La scrittura è stata terapeutica:
“Sì esatto. Come dice Alexander, il personaggio maschile, scrivere mi ha aiutata a trovare sollievo da ciò che provavo”.

Chi è Alexander? Esiste nella tua vita reale?
"È il personaggio che abbiamo amato più di ogni altro. Nel cuore di ogni lettore c’è un Alexander che non dimenticherà e che, a suo modo, lo ha salvato. E sì, esiste qualcuno la cui forma ha ispirato il personaggio di Alexander.
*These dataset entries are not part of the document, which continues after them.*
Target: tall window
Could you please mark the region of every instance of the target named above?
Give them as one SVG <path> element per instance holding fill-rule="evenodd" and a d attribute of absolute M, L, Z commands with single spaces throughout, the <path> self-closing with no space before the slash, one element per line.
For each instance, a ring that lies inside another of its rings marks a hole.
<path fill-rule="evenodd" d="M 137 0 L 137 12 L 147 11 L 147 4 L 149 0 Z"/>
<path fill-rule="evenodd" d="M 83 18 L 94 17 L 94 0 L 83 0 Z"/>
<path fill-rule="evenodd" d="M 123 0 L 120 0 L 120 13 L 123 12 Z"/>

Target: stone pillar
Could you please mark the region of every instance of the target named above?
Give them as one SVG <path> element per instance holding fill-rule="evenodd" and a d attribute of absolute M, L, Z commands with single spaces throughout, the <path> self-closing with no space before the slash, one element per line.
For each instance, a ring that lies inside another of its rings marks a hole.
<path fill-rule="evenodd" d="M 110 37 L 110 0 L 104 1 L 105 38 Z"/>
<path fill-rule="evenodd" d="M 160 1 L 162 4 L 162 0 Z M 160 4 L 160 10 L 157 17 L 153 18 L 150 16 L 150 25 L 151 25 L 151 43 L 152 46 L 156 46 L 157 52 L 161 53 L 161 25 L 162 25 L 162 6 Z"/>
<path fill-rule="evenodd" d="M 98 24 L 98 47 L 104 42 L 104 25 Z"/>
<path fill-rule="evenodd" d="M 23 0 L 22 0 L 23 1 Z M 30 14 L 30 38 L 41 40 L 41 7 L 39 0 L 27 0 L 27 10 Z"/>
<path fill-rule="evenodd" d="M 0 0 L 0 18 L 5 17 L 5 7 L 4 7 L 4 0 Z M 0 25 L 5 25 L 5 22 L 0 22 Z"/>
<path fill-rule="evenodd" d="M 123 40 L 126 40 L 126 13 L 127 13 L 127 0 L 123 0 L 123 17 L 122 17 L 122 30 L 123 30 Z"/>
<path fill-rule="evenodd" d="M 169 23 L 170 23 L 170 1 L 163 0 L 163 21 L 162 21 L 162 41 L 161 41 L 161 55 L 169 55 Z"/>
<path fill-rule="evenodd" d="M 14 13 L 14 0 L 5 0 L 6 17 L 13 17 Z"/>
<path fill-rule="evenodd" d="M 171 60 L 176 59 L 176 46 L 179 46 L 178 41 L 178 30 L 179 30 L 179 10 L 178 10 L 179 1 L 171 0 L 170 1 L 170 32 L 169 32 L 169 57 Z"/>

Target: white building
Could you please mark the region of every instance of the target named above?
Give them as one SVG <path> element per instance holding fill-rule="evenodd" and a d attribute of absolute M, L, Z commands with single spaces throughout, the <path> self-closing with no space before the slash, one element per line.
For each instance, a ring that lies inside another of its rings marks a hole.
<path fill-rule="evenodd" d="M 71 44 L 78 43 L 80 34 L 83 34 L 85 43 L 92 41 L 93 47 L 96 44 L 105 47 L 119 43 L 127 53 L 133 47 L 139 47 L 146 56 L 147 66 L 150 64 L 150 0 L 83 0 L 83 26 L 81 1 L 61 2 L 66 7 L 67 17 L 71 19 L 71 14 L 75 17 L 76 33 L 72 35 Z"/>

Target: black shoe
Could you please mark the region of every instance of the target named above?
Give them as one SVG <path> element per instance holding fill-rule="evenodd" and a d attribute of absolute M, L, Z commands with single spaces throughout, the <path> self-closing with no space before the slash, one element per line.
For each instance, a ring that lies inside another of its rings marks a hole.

È la parte che preferisco, rubare al reale e, per una volta, sapere davvero come andrà a finire".

‘L’Uomo Nero non esiste’ mescola elementi autobiografici ad elementi di fantasia: come hai preparato la tua famiglia e come ha reagito quest’ultima?
“La mia famiglia ha vissuto la mia rabbia, le mie esplosioni inspiegabili, la mia oscurità. Non saranno mai preparati abbastanza al racconto di alcune dinamiche, come non lo furono all’epoca, ma sono orgogliosi del fatto che un evento di questo tipo si sia trasformato in un’esperienza meravigliosa. Ho provato a spiegare loro che ogni elemento negativo in cui si ritroveranno nella storia è un elemento funzionale al racconto e non un’accusa personale”.

Ad un certo punto scrivi: “La paura era solo una mia scelta”. Quanto coraggio ci vuole per smettere di avere paura?
“Credo sia la cosa più difficile da affrontare. La paura ci rende inermi, inefficaci alla ricerca della nostra felicità. Ognuno ha la sua paura. La mia era quella di accogliere le persone dentro di me. Poi ho capito che per guarire avrei dovuto guardare in faccia quella paura, riconoscerla, afferrarla e lanciarmici dentro per vedere cosa ci fosse dall’altra parte. Avevo trascorso troppo tempo a girarle attorno. Mi sono presa per mano e mi sono buttata nel fuoco, tenendo stretto tutto il coraggio di cui disponevo”.

Quando, secondo te, l’Uomo Nero cessa davvero di esistere?
“Quando lo depotenziamo. Quando lo confiniamo nella dimensione oscura e immaginaria e non gli diamo la possibilità di influenzare la nostra volontà nel reale. L’Uomo Nero farà per sempre parte dei miei incubi ma ho imparato a domare la paura che da laggiù lui tenta di scatenare nella mia vita, nella realtà. Quando poi, in definitiva, noi siamo in grado di dirgli tanto non esisti”.

Oggi fuggi ancora?
“Ci provo tutte le volte. E ogni volta la me adulta corre a riacciuffare quella ragazzina spaventata, la abbraccia e le ricorda che oggi è forte abbastanza per non rituffarsi in una paura che, altrimenti, la rincorrerà ovunque lei andrà”.

Chi desideri di raggiungere con questo libro?
“Spero di raggiungere le persone che pensano di essere rotte, inadeguate, colpevoli. Ricordo la vergogna di ammettere le mie difficoltà in quello che per tutti era naturale e favoloso e il desiderio di avere alleate che sapessero esattamente cosa stessi provando. Vorrei essere per loro quell’alleata perché solo comunicando, raccontando quello che abbiamo subito possiamo finalmente affrontare il nostro trauma, smascherarlo, toglierci dal giogo che continua ad esercitare su di noi”.

Finisci la frase: la scrittura è… 
“Ti rispondo con una citazione dal film ‘Saving Mr. Banks’: la scrittura è ristabilire l’ordine con l’immaginazione, infondere speranza, senza sosta, ancora e ancora”.

L’immaginazione, secondo te, può davvero salvarci la vita a volte?
“L’immaginazione può creare un mondo che conforta la nostra anima spaventata per rimetterla più forte nel mondo reale. Come l’abbraccio di una mamma durante il buio della notte”.